I'm indirectly involved in my sister's custody dispute during a divorce.
It seems like her husband wants to resolve things once and for all and is negotiating very hard to resolve all the divorce matters, including custody in mediation-arbitration (mediation that turns to arbitration if they can't decide). However, my sister specifically doesn't want to resolve custody in mediation-arbitration because she says she can't accept that "risk". And she claims the "risk" is that she won't get 50/50 custody. I'm skeptical and think that she feels there's a chance she can get more than 50% custody by dragging her husband through court. Their temporary custody agreement is already 50/50 and they're both basically broke because they've racked up so many legal bills already.
So my question is:
What's the real risk of Med-Arb for custody? How likely would it be for anyone to be awarded unequal custody?

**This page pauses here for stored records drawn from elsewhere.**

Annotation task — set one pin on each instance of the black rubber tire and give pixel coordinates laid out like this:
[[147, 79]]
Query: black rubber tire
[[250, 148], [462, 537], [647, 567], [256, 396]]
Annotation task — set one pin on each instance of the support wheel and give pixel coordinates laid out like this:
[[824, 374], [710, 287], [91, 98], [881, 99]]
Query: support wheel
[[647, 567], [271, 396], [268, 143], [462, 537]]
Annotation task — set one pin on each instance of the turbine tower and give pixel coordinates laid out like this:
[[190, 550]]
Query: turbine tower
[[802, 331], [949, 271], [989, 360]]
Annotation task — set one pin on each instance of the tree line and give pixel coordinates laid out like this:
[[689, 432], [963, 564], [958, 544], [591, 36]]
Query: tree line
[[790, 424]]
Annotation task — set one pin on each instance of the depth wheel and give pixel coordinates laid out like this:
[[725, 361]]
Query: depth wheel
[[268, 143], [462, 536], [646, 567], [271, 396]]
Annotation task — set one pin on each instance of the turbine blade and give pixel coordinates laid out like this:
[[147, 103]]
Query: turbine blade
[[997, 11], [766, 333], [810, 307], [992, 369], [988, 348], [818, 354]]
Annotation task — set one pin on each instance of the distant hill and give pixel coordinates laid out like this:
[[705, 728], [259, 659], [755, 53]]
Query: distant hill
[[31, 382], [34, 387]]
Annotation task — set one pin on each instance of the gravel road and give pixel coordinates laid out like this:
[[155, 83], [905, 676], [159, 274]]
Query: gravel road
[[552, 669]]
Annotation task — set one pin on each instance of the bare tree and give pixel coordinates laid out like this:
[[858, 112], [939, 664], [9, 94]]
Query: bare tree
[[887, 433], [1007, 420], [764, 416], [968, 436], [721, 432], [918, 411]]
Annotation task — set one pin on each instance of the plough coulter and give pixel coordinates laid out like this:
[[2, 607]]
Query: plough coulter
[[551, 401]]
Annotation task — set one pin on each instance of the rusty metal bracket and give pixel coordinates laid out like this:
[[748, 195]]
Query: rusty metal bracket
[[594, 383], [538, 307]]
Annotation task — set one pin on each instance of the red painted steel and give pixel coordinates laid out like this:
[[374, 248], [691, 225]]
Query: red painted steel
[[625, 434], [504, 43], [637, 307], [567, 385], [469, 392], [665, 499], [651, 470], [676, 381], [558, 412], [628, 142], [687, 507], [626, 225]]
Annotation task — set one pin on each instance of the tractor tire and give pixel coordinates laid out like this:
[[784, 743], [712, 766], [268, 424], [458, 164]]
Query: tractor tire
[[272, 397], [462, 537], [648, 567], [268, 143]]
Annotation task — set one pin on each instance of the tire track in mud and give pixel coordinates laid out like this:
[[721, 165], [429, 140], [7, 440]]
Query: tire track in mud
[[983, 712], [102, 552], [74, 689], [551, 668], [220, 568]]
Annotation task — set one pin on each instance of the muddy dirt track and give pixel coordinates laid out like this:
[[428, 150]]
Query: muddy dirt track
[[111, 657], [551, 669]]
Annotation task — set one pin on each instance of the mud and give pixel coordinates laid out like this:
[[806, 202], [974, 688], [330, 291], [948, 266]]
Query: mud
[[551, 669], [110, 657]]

A: Assuming this is in NC, if you aren't one of the parents - you aren't involved and mediation is a requirement so she doesn't have a choice. If this isn't in NC - your question is in the wrong place. Regardless, your description makes her husband seem like the one who has the right idea about things. There is no winning in a situation like this only degrees of losing. So there is no question the best way to resolve things is for your sister and her husband to sit down and simply be fair with each other - after all do you really think the court will do anything different other than what is fair? If they can do that, all of their marital issues including child related issues like custody, support, visitation, etc. could be resolved with a simple formal written Separation Agreement for a whopping total cost of around $250 for most average couples. Or they can do things the way you describe your sister as wanting to do them. Hiring and paying strangers a crap ton of money to decide things for them that they could have decided themselves for free or at very low cost. Bottomline some people do this the smart affordable way and some people insist it be the hard expensive way because they think they can win or somehow want to use their children and / or the court to punish the other party. The sad thing is very often it only takes one of the parties to be unreasonable for it to be made hard and expensive for both parties. As to how likely unequal custody is awarded, typically that happens when it is appropriate and fair for the court to do so based on what is best for the children. Usually the party being unreasonable is the one who risks getting the lesser custody and often rightly so - after all, that is usually what is fair and best for the children . Best of luck.